Commit Graph

46 Commits

Author SHA1 Message Date
Davide Scaini 0b266d208c Strip pre-2000 leading points to prevent epoch-zero start time and absurd duration 2026-05-12 23:11:33 +02:00
Davide Scaini 867da767eb Add sub_sport editing to activity edit drawer 2026-05-12 23:01:12 +02:00
Davide Scaini 8f028101c7 Fix elevation gain inflation from device no-fix leading zeros
Apple Watch and similar devices record exactly 0.0 for elevation while
waiting for barometric/GPS lock, then jump to the real altitude. The
hysteresis accumulator was seeding from 0.0, counting the full jump as
ascent. Fix: detect a leading near-zero run followed by a large jump
and seed the accumulator from the first real value instead.
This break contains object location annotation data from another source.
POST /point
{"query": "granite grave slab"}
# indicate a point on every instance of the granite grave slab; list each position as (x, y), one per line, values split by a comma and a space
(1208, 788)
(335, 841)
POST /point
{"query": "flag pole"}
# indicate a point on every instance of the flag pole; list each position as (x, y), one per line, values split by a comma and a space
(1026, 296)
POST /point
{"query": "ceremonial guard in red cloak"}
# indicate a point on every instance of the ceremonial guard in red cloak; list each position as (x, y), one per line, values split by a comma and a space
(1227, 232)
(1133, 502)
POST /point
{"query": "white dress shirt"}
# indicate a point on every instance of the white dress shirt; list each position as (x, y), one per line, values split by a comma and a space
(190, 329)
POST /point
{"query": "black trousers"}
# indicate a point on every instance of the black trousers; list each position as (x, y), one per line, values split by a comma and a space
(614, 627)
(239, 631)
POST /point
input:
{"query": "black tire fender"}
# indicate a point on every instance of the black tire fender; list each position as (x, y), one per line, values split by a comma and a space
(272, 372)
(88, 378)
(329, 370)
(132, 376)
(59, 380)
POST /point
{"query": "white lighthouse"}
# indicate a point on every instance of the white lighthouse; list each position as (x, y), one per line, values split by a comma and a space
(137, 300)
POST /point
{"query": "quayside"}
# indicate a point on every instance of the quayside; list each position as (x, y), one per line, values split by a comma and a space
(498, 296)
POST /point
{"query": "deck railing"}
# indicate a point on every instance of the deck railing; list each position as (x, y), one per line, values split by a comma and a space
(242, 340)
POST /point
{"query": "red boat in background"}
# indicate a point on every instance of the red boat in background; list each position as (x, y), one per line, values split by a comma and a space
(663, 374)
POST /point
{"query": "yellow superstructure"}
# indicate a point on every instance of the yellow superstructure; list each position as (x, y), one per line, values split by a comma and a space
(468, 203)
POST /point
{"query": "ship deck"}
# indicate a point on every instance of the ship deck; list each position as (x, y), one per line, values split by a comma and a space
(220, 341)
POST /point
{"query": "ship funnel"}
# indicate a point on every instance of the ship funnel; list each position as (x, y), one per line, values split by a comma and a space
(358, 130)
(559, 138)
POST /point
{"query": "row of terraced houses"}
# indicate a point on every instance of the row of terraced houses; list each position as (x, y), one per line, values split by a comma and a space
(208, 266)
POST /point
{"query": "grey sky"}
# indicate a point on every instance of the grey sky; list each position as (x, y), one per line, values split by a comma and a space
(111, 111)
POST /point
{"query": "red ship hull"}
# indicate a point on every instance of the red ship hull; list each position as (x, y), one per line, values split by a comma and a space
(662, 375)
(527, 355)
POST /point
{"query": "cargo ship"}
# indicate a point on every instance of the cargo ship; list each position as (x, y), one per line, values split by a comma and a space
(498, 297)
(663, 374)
Applied in both _elevation() (fresh extractions) and
recalculate_elevation_hysteresis() (recompute path). Added a bulk
admin endpoint POST /api/admin/users/{handle}/recompute-elevation and
corresponding button to fix existing stored activities.
2026-05-10 16:21:24 +02:00
Davide Scaini c077fceba6 fix: validate activity file exists before treating cached hash as known
The dedup cache (.bincio_cache.json) persists source hashes across runs.
If the activities/ directory is wiped (--fresh in another session, or macOS
clearing /tmp after a restart) while the cache file survives at the user dir
level, re-running extract skips all files as "already extracted" and leaves
activities/ empty. Now only hashes whose corresponding .json file is present
on disk are treated as known, so missing files are always re-extracted.
2026-04-25 09:54:38 +02:00
Davide Scaini df496a017f fix: refine hysteresis recalculation with MA pre-smoothing and lower thresholds
- dem.py: pre-smooth elevation with 30s moving average before hysteresis
  in recalculate_elevation_hysteresis(); thresholds drop from 5m/10m to
  1m (barometric) / 3m (GPS) — accurate after noise is smoothed out
- dem.py: widen DEM median-filter window 45s → 60s
- dem.py: rename response key source → altitude_source for consistency
- writer.py: write altitude_source into detail JSON at extract time
- tests/test_dem.py: 21 unit tests for pure functions and file-level hysteresis
- tests/test_edit_server.py: 11 TestClient API tests for both recalculate endpoints
- add httpx as dev dependency (required by FastAPI TestClient)
2026-04-22 10:57:28 +02:00
Davide Scaini ebac3f50f4 fix: DEM elevation overcounting and add hysteresis-only recalculation button
- dem.py: apply 45s median filter before hysteresis to suppress SRTM
  tile-boundary steps that were accumulating through the 5m threshold;
  raise DEM hysteresis threshold from 5m to 10m
- dem.py: back up elevation_m as elevation_m_original in timeseries
  before the first DEM overwrite, so original sensor data is preserved
- dem.py: add recalculate_elevation_hysteresis() — recomputes gain/loss
  from original recorded elevation (reads elevation_m_original if a DEM
  run already replaced elevation_m) using source-aware thresholds
  (5m barometric, 10m GPS/unknown); does not touch the elevation array
- edit/server.py, serve/server.py: split /recalculate-elevation into
  two endpoints: /recalculate-elevation/dem and
  /recalculate-elevation/hysteresis
- EditDrawer.svelte: replace single DEM button with two side-by-side
  buttons — "Recalculate (hysteresis)" (fast, offline) and
  "Recalculate (DEM)" (SRTM lookup)
2026-04-20 21:41:23 +02:00
Davide Scaini 1940e2409b feat: DEM-based elevation recalculation via edit drawer button
Adds a "Recalculate from terrain map (DEM)" button to the activity edit
drawer. On click it queries an Open-Elevation-compatible API to replace
GPS altitude with SRTM terrain data, applies 5m hysteresis, and updates
the activity's elevation stats and timeseries chart in place.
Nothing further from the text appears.